Padahal aksi perjuangan kemerdekaan selalu diingatkan selama ini yaitu HARUS MELALUI PERENCANAAN MATANG, SERENTAK, TERKOORDINASI SEMUA ORGAN PERJUANGAN, agar aksi dan pengorbanan tidak sia-sia dan memakan waktu lama lagi, jalan menuju pembebasan Papua secara menyeluruh. Aksi dapat berhasil guna apabila dapat terkoordinasi secara baik dan aksi sama digelar seluruh kota study oleh mahasiswa dan rakyat seluruh di tanah jajahan. Tanpa ada koordinasi dan serentak melibatkan semua kpmponent perjuangan, hanya membunuh diri, gagal akhirnya hanya mengantarkan beberapa orang di penjara penjajah.
Tapi akan menjadi berbeda misalnya suatu gerakan dikoordinasikan oleh sebuah organisasi yang melibatkan semua organ perjuangan di berbagai segmen lainnya, maka aksi demikian dan cara kerja yang diharapkan demikian itu hasilnya akan berbeda yaitu memperpendek jarak dan waktu, jalan menunju Papua merdeka. Kalau aksi mahasiswa Sonamapa Manukwari didukung dan berkoordinasi seluruh element gerakan perjuang seluruh kota study, jalan menuju Papua hanya selangkah lagi, sebab hal demikian di Amerika sana juga di lakukan oleh Mavega dan Donald Payne agar soal
Papua ditetapkan dalam sidang tahunan organisasi dunia PBB.
C. JALAN MASIH PANJANG
Jika Sonamapa tidak berkoordinasi dan memusatkan perjuangan hanya dikota Manukwari, dan mahasiswa di kota study lain diam, maka jalan menju Papua Merdeka masih panjang, sebab hal itu akibatnya hanya mengantarkan beberapa putra terbaik Papua ke penjara kolonial dengan pasal makar. Oleh sebab itu sesuai dengan beberapa program kerja dan visi dan misi WPNA disebarkan dimilis ini, beberapa waktu lalu, maka sebaiknya aksi dan gerakan dimulai secara serentak terkoordinasi agar didukung oleh semua element pejuang Papua. Hal demikian akan menjadi perhatian peliputan media nasional dan internasional, sebagai sarana pembangunan opini, sehingga sekaligus mempermudah masuknya masalah Papua pada agenda pembahasan sidang PBB tahunan.

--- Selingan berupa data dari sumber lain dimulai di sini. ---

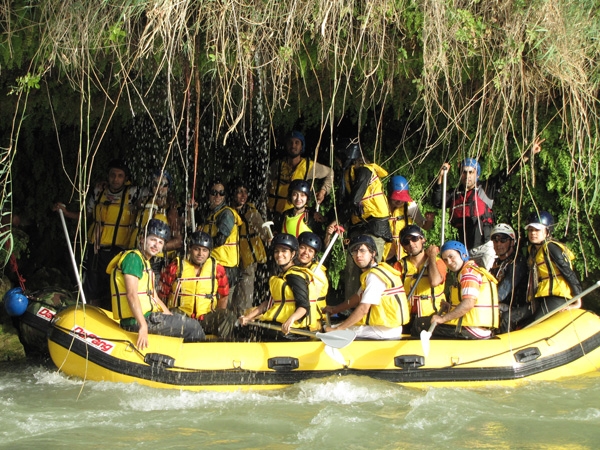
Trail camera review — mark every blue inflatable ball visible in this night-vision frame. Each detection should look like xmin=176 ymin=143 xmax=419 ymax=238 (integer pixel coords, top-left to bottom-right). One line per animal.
xmin=4 ymin=287 xmax=29 ymax=317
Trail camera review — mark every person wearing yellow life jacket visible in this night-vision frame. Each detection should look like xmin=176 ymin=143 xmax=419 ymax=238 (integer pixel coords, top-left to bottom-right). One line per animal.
xmin=296 ymin=231 xmax=329 ymax=323
xmin=326 ymin=140 xmax=392 ymax=298
xmin=281 ymin=180 xmax=324 ymax=237
xmin=229 ymin=179 xmax=271 ymax=317
xmin=198 ymin=180 xmax=243 ymax=289
xmin=53 ymin=159 xmax=139 ymax=309
xmin=394 ymin=225 xmax=447 ymax=336
xmin=432 ymin=241 xmax=500 ymax=339
xmin=238 ymin=233 xmax=320 ymax=337
xmin=267 ymin=131 xmax=333 ymax=218
xmin=324 ymin=234 xmax=410 ymax=339
xmin=525 ymin=211 xmax=582 ymax=320
xmin=107 ymin=219 xmax=205 ymax=350
xmin=384 ymin=175 xmax=435 ymax=264
xmin=160 ymin=231 xmax=237 ymax=339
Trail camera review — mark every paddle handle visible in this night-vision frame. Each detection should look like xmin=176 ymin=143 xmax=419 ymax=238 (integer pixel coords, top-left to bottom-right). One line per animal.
xmin=313 ymin=225 xmax=345 ymax=272
xmin=523 ymin=281 xmax=600 ymax=330
xmin=440 ymin=167 xmax=448 ymax=246
xmin=407 ymin=259 xmax=429 ymax=302
xmin=58 ymin=208 xmax=86 ymax=305
xmin=248 ymin=320 xmax=317 ymax=337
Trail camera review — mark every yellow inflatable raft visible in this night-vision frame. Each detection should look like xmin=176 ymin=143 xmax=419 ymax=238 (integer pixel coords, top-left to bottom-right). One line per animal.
xmin=48 ymin=306 xmax=600 ymax=390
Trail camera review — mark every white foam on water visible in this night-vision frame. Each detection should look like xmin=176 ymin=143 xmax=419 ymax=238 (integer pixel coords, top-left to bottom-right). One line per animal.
xmin=287 ymin=377 xmax=405 ymax=405
xmin=33 ymin=367 xmax=81 ymax=386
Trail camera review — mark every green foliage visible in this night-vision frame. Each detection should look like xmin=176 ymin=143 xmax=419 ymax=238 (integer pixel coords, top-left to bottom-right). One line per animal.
xmin=8 ymin=73 xmax=42 ymax=95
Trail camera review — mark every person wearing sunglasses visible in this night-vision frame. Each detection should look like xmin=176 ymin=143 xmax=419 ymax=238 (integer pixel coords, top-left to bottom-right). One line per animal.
xmin=431 ymin=241 xmax=500 ymax=339
xmin=238 ymin=233 xmax=321 ymax=340
xmin=279 ymin=180 xmax=325 ymax=237
xmin=197 ymin=179 xmax=243 ymax=289
xmin=394 ymin=225 xmax=448 ymax=336
xmin=267 ymin=131 xmax=333 ymax=216
xmin=323 ymin=234 xmax=410 ymax=340
xmin=525 ymin=211 xmax=582 ymax=320
xmin=432 ymin=138 xmax=543 ymax=270
xmin=490 ymin=223 xmax=531 ymax=333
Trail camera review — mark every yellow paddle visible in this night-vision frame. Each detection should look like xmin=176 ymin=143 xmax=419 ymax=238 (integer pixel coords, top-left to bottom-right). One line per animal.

Jika aksi kemerdekaan secara serentak seluruh negeri, maka soal Papua menjadi perhatian internasional dan PBB akan lebih berarati ketimbang hanya segeleintir anak-anak mahasiswa seperti saat ini terjadi di Manukwari dan dituduhkan pasal makar, dan kita yang lain diam seakan tidak perduli pada saudara, anak-anak kita, para pejuang muda Papua, masuk penjara, selesai itu masalah didiamkan lagi, mereka tetap dipenjara dan masalah Papua tidak masuk agenda sidang PBB menjadi rugi dua kali lipat. Akhirnya jalan menuju Papua menjadi terulur-ulur terus. Akhirnya jalan menuju Papua merdeka masih panjang.